ETHIOPIA · MARKETS
Key Facts
—The milestone: Ethiopia is set to publish its first-ever stock market index by the end of June.
—The backstory: One of Africa’s biggest economies had no stock exchange at all until 2025.
—The exchange: The Ethiopian Securities Exchange now hosts its first listings, led by Ethio Telecom.
—The pipeline: Regulators are targeting nine listings by 7 July, with more than 70 prospectuses under review.
—Why it matters: An index gives global fund managers a way to track and invest in a 120-million-person economy.
—The driver: It is the latest step in Ethiopia’s cautious opening of a long-closed economy.
Ethiopia is about to publish its first stock market index, a milestone for a country that had no exchange at all until last year. The young Ethiopian Securities Exchange is opening one of Africa’s largest economies to global investors for the first time.
Why this matters
For outsiders, the headline is striking: until 2025, Ethiopia had no stock market. One of Africa’s most populous nations, with more than 120 million people, ran its economy without one.
That is now changing fast. A first market index, due by the end of June, will give investors a single number to track the new exchange’s performance.
An index is more than a scoreboard. It is the tool fund managers use to benchmark, build products and decide where to put money.
Most countries built stock markets generations ago. That Ethiopia is doing it only now is a measure of how state-controlled its economy has long been.
What the Ethiopian Securities Exchange has built
The Ethiopian Securities Exchange opened in 2025 after years of preparation. It is the centrepiece of a wider push to modernise the economy.
Its marquee listing so far is Ethio Telecom, the state telecoms operator, partly privatised and floated to the public. Nearly 47,400 investors bought shares worth about $20 million.
Three companies now trade on the exchange, including two banks. The first index will track the banking-heavy main board.
The exchange was decades in the making, repeatedly promised and delayed. Its arrival ranks among the most consequential financial reforms in the country’s history.
A rush of listings
The exchange is not standing still. Four more financial institutions are preparing to list in the coming weeks.
Regulators are aiming for nine listings before the Ethiopian fiscal year ends on 7 July. More than 70 company prospectuses are under review.
That pipeline matters.

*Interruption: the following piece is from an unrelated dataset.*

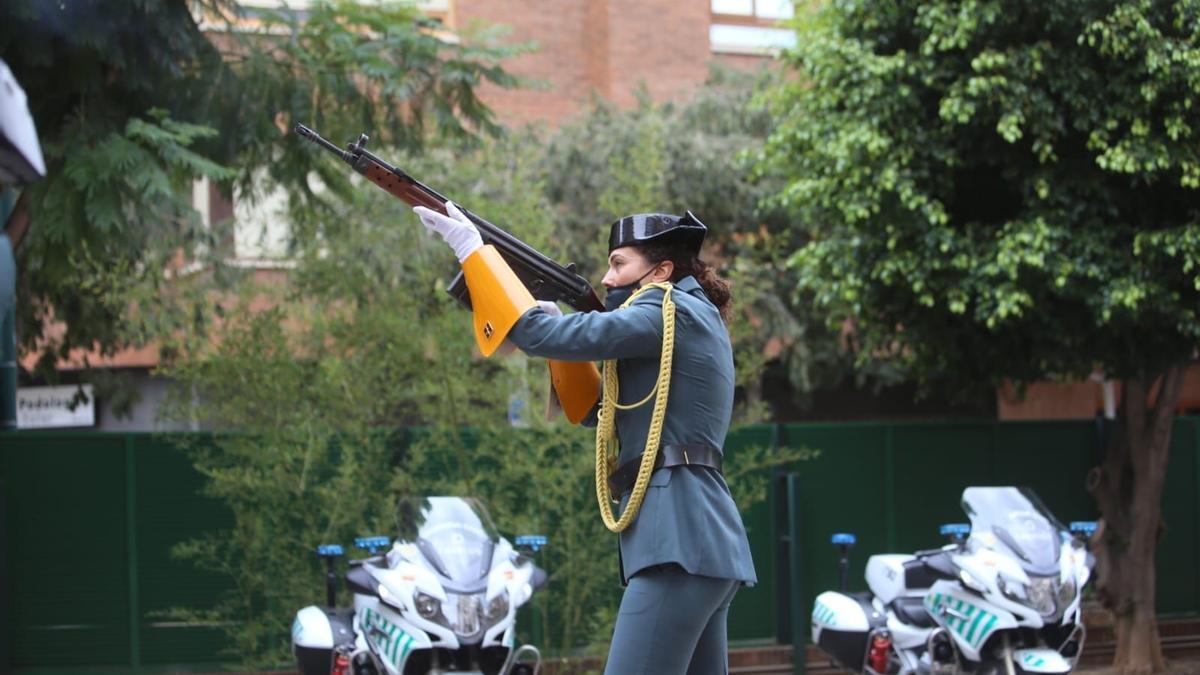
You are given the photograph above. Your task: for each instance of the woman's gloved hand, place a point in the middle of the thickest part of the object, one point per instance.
(455, 228)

A market with only a handful of stocks is thin; a steady flow of listings is what makes it investable.
The bigger story: a closed economy opening
The exchange is part of a broader liberalisation under Prime Minister Abiy Ahmed. Ethiopia has been opening sectors long shut to private and foreign capital.
The government floated its currency in 2024 and began opening banking and telecoms. The stock market is the capstone of that shift.
For our readers, the pattern is familiar from frontier markets elsewhere: a state-led economy cautiously inviting private money in.
Ethiopia is Africa’s second-most-populous country and one of its fastest-growing economies. A working capital market lets it raise money at home, not only from foreign lenders.
What it means for investors
A new exchange with an index is an opening, not a finished market. Liquidity is low, listings are few and the rules are still being written.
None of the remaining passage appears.